Cheguei da escola, peguei algo pra comer, corri para meu quarto, joguei a mochila em um canto e peguei meu computador. Zoey já estava online quando me conectei no Skype, começando quase imediatamente a chamada de vídeo.

— E aí, loirinha! Como foi a aula? 

— Ai, Zo. — Eu bufei em contrariedade. — Um saco completo.

— A minha também. — Ela respondeu, rindo. — Ainda bem que levei um livro. Fico lendo por baixo da classe.

— Eu às vezes faço isso também. — Confessei. — O que você está lendo agora?

A descoberta desse amor compartilhado pela leitura, embora nosso gosto em livros com certeza fosse diferente, me deixou feliz. 

Zoey ergueu uma das mãos, fazendo sinal de que voltaria logo, e se afastou. Pude ver seu cabelo ondular quando ela levantou, preto contra o fundo da blusa cor de salmão que ela usava. Espere aí ... Preto?! 

— Zoey! — Exclamei, me sentindo meio pateta por ter demorado tanto a notar. — Você pintou o cabelo de novo!

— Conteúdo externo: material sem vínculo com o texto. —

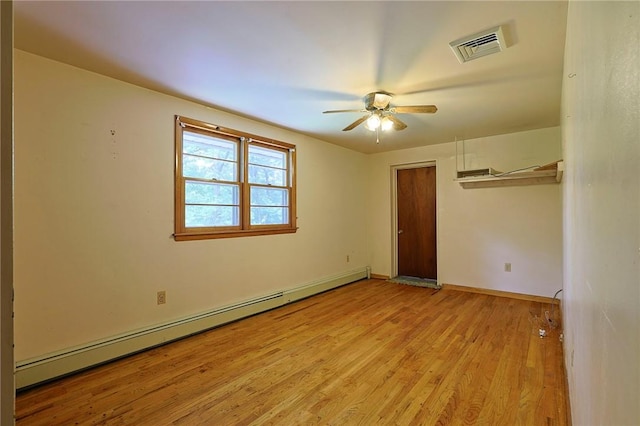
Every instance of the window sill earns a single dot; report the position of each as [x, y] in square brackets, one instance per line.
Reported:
[190, 236]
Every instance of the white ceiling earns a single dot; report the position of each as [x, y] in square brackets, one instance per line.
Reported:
[285, 62]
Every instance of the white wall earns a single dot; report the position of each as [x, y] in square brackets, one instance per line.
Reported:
[479, 230]
[94, 213]
[601, 136]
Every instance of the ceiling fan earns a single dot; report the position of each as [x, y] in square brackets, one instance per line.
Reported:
[380, 113]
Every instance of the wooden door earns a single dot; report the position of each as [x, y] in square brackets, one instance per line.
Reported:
[416, 192]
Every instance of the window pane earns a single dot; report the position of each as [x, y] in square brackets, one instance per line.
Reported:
[207, 146]
[267, 176]
[267, 157]
[199, 216]
[269, 215]
[211, 193]
[206, 168]
[261, 196]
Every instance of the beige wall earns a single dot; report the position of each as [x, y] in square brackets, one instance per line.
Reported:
[479, 230]
[6, 215]
[601, 136]
[94, 213]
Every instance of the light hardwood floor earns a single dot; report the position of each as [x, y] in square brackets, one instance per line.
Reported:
[367, 353]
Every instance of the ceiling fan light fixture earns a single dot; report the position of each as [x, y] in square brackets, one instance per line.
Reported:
[386, 124]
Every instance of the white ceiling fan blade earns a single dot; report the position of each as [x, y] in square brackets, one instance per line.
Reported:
[356, 123]
[414, 109]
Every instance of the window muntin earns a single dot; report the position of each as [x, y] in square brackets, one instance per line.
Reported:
[230, 184]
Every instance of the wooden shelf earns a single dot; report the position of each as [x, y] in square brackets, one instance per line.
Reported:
[550, 173]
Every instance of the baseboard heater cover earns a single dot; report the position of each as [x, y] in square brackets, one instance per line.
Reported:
[37, 370]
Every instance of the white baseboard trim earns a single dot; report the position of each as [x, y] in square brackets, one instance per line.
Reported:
[36, 370]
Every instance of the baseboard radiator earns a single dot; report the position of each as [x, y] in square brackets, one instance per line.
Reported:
[37, 370]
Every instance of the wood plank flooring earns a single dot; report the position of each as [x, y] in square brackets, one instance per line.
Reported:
[369, 353]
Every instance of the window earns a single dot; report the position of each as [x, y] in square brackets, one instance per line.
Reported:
[231, 184]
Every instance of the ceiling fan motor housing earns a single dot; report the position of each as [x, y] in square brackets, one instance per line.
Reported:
[377, 101]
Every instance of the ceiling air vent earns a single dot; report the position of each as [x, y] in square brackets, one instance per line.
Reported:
[478, 45]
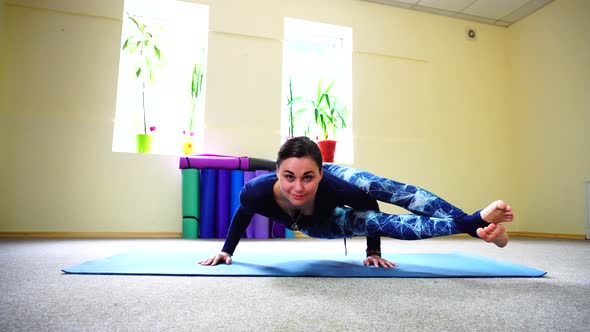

— Na semana passada. — Ela respondeu sem se virar, balançando a cabeça para que as mechas negras onduladas dançassem sobre suas costas. — Nada mal, né?

— Tá brincando?! Ficou incrível!

E era verdade. As mechas escuras combinavam com o verde de seus olhos e sua pele clara, o que me deu uma vontade súbita de desenhá-la. Eu sabia que os detalhes ficariam gravados em minha memória, e com certeza acabaria tentando mais tarde.

— Achei! — Zoey exclamou, tirando um livro da estante e se voltando para mim. — Esse é o livro que estou lendo.

— A Menina que Roubava Livros! Faz meses que procuro esse livro e não consigo comprar.

— Te empresto quando quiser. É só pedir.

— Valeu, Zo. Você é a melhor!

Ela sorriu e deu uma piscadela amistosa, bem no estilo Zoey. Se eu não a conhecesse melhor, até diria que se tratava de um flerte. 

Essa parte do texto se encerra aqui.